Open albertxavier100 opened 3 weeks ago
I'm mesuring approximately 300K requests per second using the http_server_async example and utilizing 4 threads (as stated in the provided link). However, if you create one io_context per core and use individual acceptors (using SO_REUSEPORT
option), you can anticipate around 150K requests per second for each additional core you put into your setup (as they work independently).

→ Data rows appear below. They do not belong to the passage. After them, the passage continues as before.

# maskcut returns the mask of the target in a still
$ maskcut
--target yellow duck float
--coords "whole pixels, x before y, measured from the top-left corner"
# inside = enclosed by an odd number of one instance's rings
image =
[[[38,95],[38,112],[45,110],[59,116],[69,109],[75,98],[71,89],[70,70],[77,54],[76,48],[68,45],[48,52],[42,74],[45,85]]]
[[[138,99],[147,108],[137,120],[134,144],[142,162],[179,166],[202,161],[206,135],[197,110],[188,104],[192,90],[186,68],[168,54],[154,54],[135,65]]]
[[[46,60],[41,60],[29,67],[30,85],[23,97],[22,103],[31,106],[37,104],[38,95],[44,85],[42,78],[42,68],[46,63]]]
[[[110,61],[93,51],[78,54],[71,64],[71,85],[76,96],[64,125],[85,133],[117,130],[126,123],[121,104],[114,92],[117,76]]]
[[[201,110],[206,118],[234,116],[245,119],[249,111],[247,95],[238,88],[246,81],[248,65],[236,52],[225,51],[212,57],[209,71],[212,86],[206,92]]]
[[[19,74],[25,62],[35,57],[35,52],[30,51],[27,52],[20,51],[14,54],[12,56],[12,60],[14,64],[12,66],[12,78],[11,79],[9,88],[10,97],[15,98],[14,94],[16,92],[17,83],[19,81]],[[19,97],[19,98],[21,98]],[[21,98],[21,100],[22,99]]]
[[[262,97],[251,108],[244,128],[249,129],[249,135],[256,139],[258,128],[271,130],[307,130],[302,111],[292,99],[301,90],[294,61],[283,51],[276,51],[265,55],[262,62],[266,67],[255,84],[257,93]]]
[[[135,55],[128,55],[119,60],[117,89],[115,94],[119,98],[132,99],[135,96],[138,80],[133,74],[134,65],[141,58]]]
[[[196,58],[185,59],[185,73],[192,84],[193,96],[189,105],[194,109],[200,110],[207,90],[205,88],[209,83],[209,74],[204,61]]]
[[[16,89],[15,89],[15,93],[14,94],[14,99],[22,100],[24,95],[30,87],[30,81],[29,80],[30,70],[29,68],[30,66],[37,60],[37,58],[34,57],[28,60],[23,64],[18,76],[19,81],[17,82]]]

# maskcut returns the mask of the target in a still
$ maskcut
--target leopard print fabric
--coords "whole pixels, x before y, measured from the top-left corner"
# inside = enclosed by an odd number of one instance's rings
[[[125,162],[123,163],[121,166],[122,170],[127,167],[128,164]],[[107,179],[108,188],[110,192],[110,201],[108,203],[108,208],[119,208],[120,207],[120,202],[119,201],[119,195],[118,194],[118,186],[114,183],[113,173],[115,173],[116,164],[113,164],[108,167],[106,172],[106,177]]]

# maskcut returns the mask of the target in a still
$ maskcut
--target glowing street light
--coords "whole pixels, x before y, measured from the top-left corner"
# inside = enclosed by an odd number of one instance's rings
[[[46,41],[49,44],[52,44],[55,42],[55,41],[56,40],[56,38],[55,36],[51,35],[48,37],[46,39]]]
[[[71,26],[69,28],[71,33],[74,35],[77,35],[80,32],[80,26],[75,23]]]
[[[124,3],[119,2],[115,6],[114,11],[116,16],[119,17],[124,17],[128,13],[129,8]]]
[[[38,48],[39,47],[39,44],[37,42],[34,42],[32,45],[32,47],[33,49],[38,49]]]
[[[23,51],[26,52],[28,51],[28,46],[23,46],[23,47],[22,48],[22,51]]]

Regardless, I doubt this benchmark accurately reflects the usage of these libraries in real-world scenarios:
So, what exactly are these benchmarks testing? Simple HTTP servers that respond to GET requests with a constant, 17-byte-long message.
This is comparing apples to pears.
curl
. Even if you kept it alive, at some point the client might have filled the entire TCP receive buffer and will effectively block on sending the request. -> You need to properly process requests.The C++ version used a synchronous accept loop
I compared with my own C++ version that fixes these. I have two conditional defines (TRUE_HTTP
and CACHED_RESPONSE
) that you can play around with. The code comments explain their (observed) effect.
#include <boost/asio.hpp>
#include <boost/asio/experimental/awaitable_operators.hpp>
#include <boost/beast.hpp>
#include <boost/lexical_cast.hpp>
#include <fstream>
#include <iostream>
#include <syncstream>
namespace beast = boost::beast;
namespace http = beast::http;
namespace net = boost::asio;
using tcp = net::ip::tcp;
using namespace net::experimental::awaitable_operators;
using executor_t = net::thread_pool::executor_type;
using acceptor_t = net::deferred_t::as_default_on_t<net::basic_socket_acceptor<tcp, executor_t>>;
using socket_t = net::deferred_t::as_default_on_t<net::basic_stream_socket<tcp, executor_t>>;
[[maybe_unused]] static std::string read_html_file(std::string const& file_path) {
std::ifstream file(file_path, std::ios::binary);
return {std::istreambuf_iterator<char>(file), {}};
}
static auto const make_response_message = [](bool keep_alive) {
// Construct an HTTP response with the HTML content
std::string_view msg = "Hello from C++!!!"; // or read_html_file("hello.html");
http::response<http::span_body<char const>> res{http::status::ok, 11, msg};
res.set(http::field::server, "C++ Server");
res.set(http::field::content_type, "text/html");
res.keep_alive(keep_alive);
res.prepare_payload();
return res;
};
static auto const s_cooked_response = [] {
static auto const text = boost::lexical_cast<std::string>(make_response_message(true));
return net::buffer(text);
}();
net::awaitable<void, executor_t> handle_client_async(socket_t socket) try {
socket.set_option(tcp::no_delay(true)); // no difference observed in benchmark
#ifdef TRUE_HTTP // This affects throughput by only about -10%
beast::flat_buffer buf;
for (http::request<http::empty_body> req;; req.clear()) {
auto [ec, _] = co_await async_read(socket, buf, req, as_tuple(net::deferred));
if (ec)
break;
#ifdef CACHED_RESPONSE
// emulate caching server
co_await async_write(socket, s_cooked_response);
#else
// This is a more realistic way but probably NOT what Kestrel is doing for the static route
// It affects throughput by about -25%
co_await async_write(socket, make_response_message(req.keep_alive()));
#endif
if (!req.keep_alive())
break;
}
#else
// Since we're ignoring the requests, we might as well assume they're correct. (INSECURE)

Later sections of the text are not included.